Rectificas tal cual lo estas haciendo, no unes los puentes y en cada puente colocas un optocupler. Las salidas de estos si las llevas a una tierra comun, la del procesador y te olvidas de la tierra trífasica. 

Los optocuplers estan en todos los sabores: con salida de triac, con transistor, con compuertas, etc. y ademas te dan aislamiento galvanico y puedes escalar la señal al nivel mas conveniente.
Motorola tiene  la linea de los MOC y puedes elegir el que te convenga, pero existen otros fabricantes.

Espero te sirva, Saludos


----------



## zxeth (Oct 10, 2010)

se me acaba de ocurrir, ahora adjunto la imagen de lo que se me ocurrio 

No tengo trifasica en el livewire, asi que imaginate que los 3 generadores son las 3 lineas trifasicas y el neutro es la masa. Si tomas masa como la masa no va a tener problemas, se me ocurrio porque tube recien un problema parecido con un transformador el cual es +-12v y tome solo el positivo y la masa . Entonces al meter una carga ahi seria entre el positivo de el puente y la masa que te da la trifasica


----------



## fledof (Oct 10, 2010)

hola zxeth, Scooter lo definio muy bien, el rectificador en puente pone a ratos la masa en la fase y a ratos en el neutro. El voltaje de fase a neutro esta definidido en la conexión, no importa que este aterrado el neutro o no. La relacio´n entre las fases esta bien definida. Tomemos como ejemplo dos fase l A y La B.
Poniendo como referencia la fase A Van=Vf sen(wt), Fase B Vbn=VfsenT(wt-120º).
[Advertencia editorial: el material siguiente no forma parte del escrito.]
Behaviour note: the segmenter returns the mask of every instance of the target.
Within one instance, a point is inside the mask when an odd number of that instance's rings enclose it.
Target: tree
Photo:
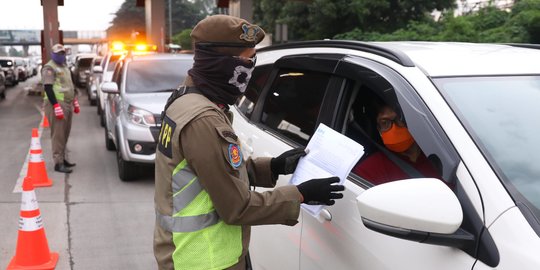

En el intervalo 0 a 120º Van es positivo por lo que el neutro esta conecta al negativo de puente de la fase A. En ese mismo intervalo Vbn es negativo Por lo tanto la fase B esta conectado al negativo del puente de fase B, entre ambos negativos de los puentes existe en voltaje de fase B atraves de los diodos y los polariza en directo. Te aseguro que no durarán mucho, un ciclo cuando mucho. Lo mismo ocurre  con al otra fase. Si quiero unrectificador de onda completa en polifásico tengo que rectificar en puente entre fases, de otro modo solo puedo rectificar e media onda, con tres o mas fases.
Saludos, Fledof.


----------



## zxeth (Oct 10, 2010)

por lo que entendi no va a mi diagrama, talvez entendi mal . Osea entre fase y fase vana a haber 380v. Yo hago el rectificado como si fuesen 380v no fase y neutro como si fuesen 220v. Entonces solo agarro la salida positiva y entre la masa y este teoricamente tendrian que haber 220v


----------



## fledof (Oct 10, 2010)

Disculpa  zxeth que no  te comente del diagrama. Tu diagrama es correcto pero no tienes ningun comun de donde puedas sacar la referencia, ademas te sobran diodos. El circuito de rectificación en onda completa lo puso EL nombre (asi se llama) en su mensaje. Solo se enecesitan seis didos y la salida son doce lomitos que casi dan una continua. El voltaje entre  fases varia senoidalmente existen momnetos donde es maximo y otros donde es mínimo. Lo mejor es aislar el circuito y poner las referencias a un punto comun.

Saludo, fledof


----------



## zxeth (Oct 10, 2010)

ha es verdad es de onda completa no era continua , y la referencia seria la masa que da la empresa electrica, en que sobran diodos es totalmente verdad, pero los encapsulados ya vienen de esa forma por eso los puse asi.


----------



## fledof (Oct 10, 2010)

Disculpa otra vez zxeth, no termine el comentario. Si hacemos lo que tu dices tomar solo el positivo y el neutro, estamos rectificando en media onda, que yo creo que le serviria perfectamente y seria una solución al problema tambien. Como te dije sobran diodos. En ese caso con tres sería suficiente.
Creo que ya tiene resuelto el problema con dos soluciones posibles.
A mi me gusta mas las de los opto por el aislamiento galvanico. No es muy aconsejable mezclar 220V o 380V con un micro en 12V o 5V. Cualquier resbalón y puff, hasta ahi llego la música.
Saludos, fledof


----------